The mood in the market remains more tentative than any of us would like, but there’s still a lot of dread and a lot of disinformation for the bulls to overcome before our stocks recover their equilibrium and get back to work. You already know the argument for caution: interest rates are a drag and the Fed isn’t likely to provide any relief for some time to come.
But when you drill down into that argument, every bit of it crashes against cold reality. Start with yesterday’s bittersweet news that SPLK has accepted a $157 buyout from CSCO. Shareholders aren’t sad to see our route to big profit accelerate here. It gives us a good problem: do we sell now or hang around, wait for the deal to close and take the cash?
I’m currently thinking shareholders should take the cash. This is not a stock deal. We aren’t trading our shares for any slice of CSCO whatsoever, which means that we can parlay what’s currently a 34% return (not bad for three months) into 44% when the regulators flash the green light.
Unlike a lot of people, I don’t see a lot of regulatory pushback here. CSCO is big, a former Dow component doing $58 billion a year in sales. SPLK is little, with a revenue track barely 1/20 that size. Putting those numbers together is not a competitive threat to anyone.
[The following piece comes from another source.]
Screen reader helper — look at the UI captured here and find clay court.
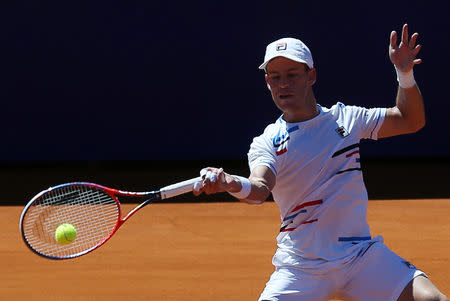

And where I really differ from other people in the market is that I recognize that there were a lot of adults in the CSCO room who ran all the scenarios and decided that this deal would go through . . . and more importantly, that the price was worth paying.
That price added up to 41X forward SPLK earnings or 6.3X forward sales. These numbers might look big and scary if you’ve bought into the narrative that every rate hike is automatically a multiple killer, but get real: CSCO saw those numbers and knew that was what it would take to get SPLK leadership to take the bid.
The numbers are tangible. The narrative is more controversial. Growth stocks like ours deserve a premium price, especially when the market as a whole has hit a serious growth wall. The only question is how high the multiples can go in this rate environment, and CSCO just drew a $28 billion line in the sand.
Is CSCO desperate? Crazy? I don’t think so. Back in 2019, SPLK traded at $118 at this point in the year, roughly 63X the forward earnings target. Admittedly, bond yields were down around 1.8% then, so that multiple now needs a significant discount. If CSCO paid that kind of money for SPLK in this environment, I would admit that they seem a little desperate.
But SPLK is also a much bigger company than it was in 2019. Earnings have doubled. If you respect earnings as a way to evaluate what a company is worth, SPLK could have run a lot higher than $157 over time. After all, it’s still expanding at a double-digit rate where the S&P 500 as a whole stays stalled.
I almost regret the fact that the SPLK board accepted the buyout. But this accelerates their exit and they’ll find ways to put the cash back to work in the meantime . . . and so will we.
We know without a shadow of a doubt that Big Tech will pay 41X earnings or 6.3X sales for a company growing about 12-15% a year depending on which metric you focus on. Are any of our companies overvalued at that price? Where “should” they be valued in this kind of strategic environment?